Taylor described his own similar struggles and said, “I’m clean now but it’s a shame because I know I missed out on a lot of great things and great opportunities, but everything worked out real well. I feel blessed and very, very lucky. Now I look back on it and I think what a waste of time and how much money I wasted and the way I acted towards people … that’s still an issue here.”
“Nowadays the surf culture isn’t all wrapped up in ‘if you’re a surfer, you’re a stoner,’ That used to be the stereotype, and there’s still plenty of them,” Taylor said. “But at the same time, I have a lot of friends that are the total opposite, and smart kids that get great degrees and are not just sitting around getting high everyday.”
Wagner commented on his favorite of the surfer stereotypes: the Soul Surfer. “It refers to the guys and girls out there who just enjoy the wave.
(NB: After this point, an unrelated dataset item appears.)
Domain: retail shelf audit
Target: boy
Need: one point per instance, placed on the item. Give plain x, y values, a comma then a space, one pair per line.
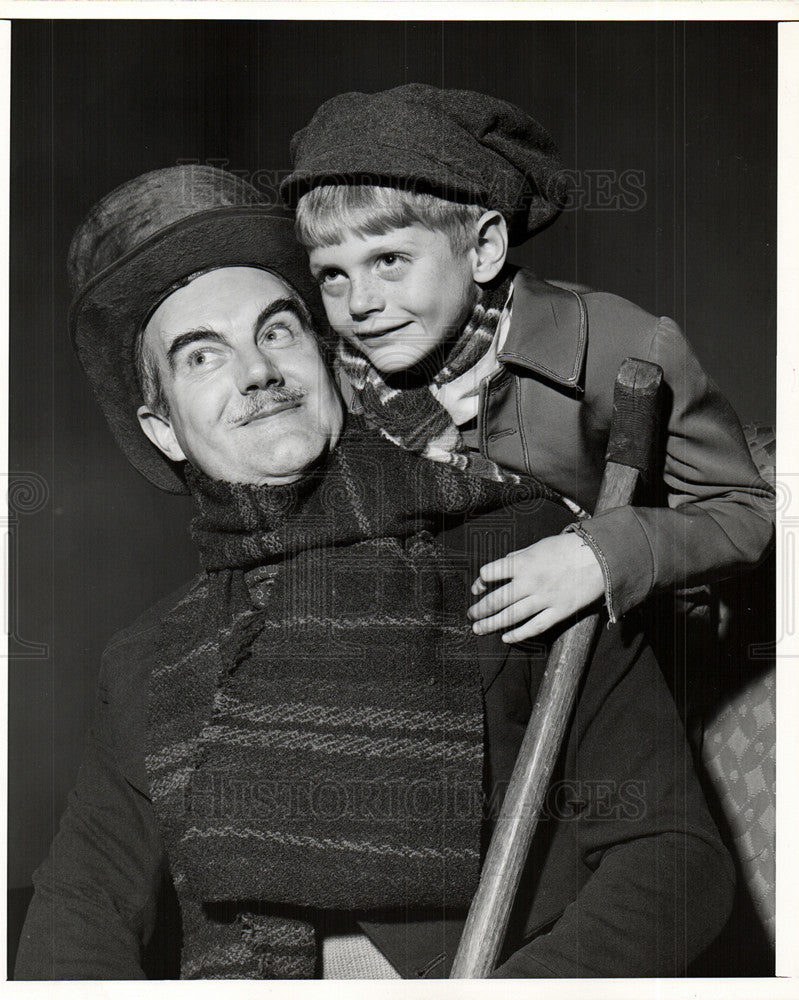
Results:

That’s the true joy and fulfillment in surfing whereas for others it’s the image. The soul surfers are the ones who are out there just for the purity of the sport and don’t worry about the color of their surf board, or the name brand of their wet suit, or what pair of sunglasses they’re wearing, or what suntan lotion they have on. If you can get away from that, that’s the core of the sport.
There’s no surfboard-shaped mold you need to fit into to be a surfer, but here are some criteria you can use to figure out if you were born to be a soul surfer.
How to know you’re addicted to surfing:
1. In registering for classes you arrange your schedule around the prime surf times.
2. The majority of your Instagram photos feature the ocean.
3. You check the local surf reports and/or the view of Surfrider point break from the Caf or Library every day.
4. You paddle out regardless of the size or conditions of the waves.
5. Even “Shark Week” and a “Jaws” marathon won’t scare you out of the water.
6. 60-degree water and the lack of a wetsuit doesn’t hold you back from shredding.
7. You can’t understand how someone can enjoy the beach without touching the water.
8. A beach work out is 100 times more appealing than a world-class gym.
9. When asked what kind of superpower you would like to have, your answer is always “water bending” or “breathing underwater.”
10. You fantasize about pictures of waves and dream about getting barreled.
11. You aren’t a science major, but you LOVE learning about how the ocean works.
12. You dress like every day is a beach day, regardless of the weather.
13a. You believe that you’re part mermaid or Aquaman and follow the motto of “Fish are friends, not food.”
13b. Or maybe you really love fish in a different way and identify more with ocean carnivores.
14. And of course, it’s NEVER a bad time to go on a surf adventure.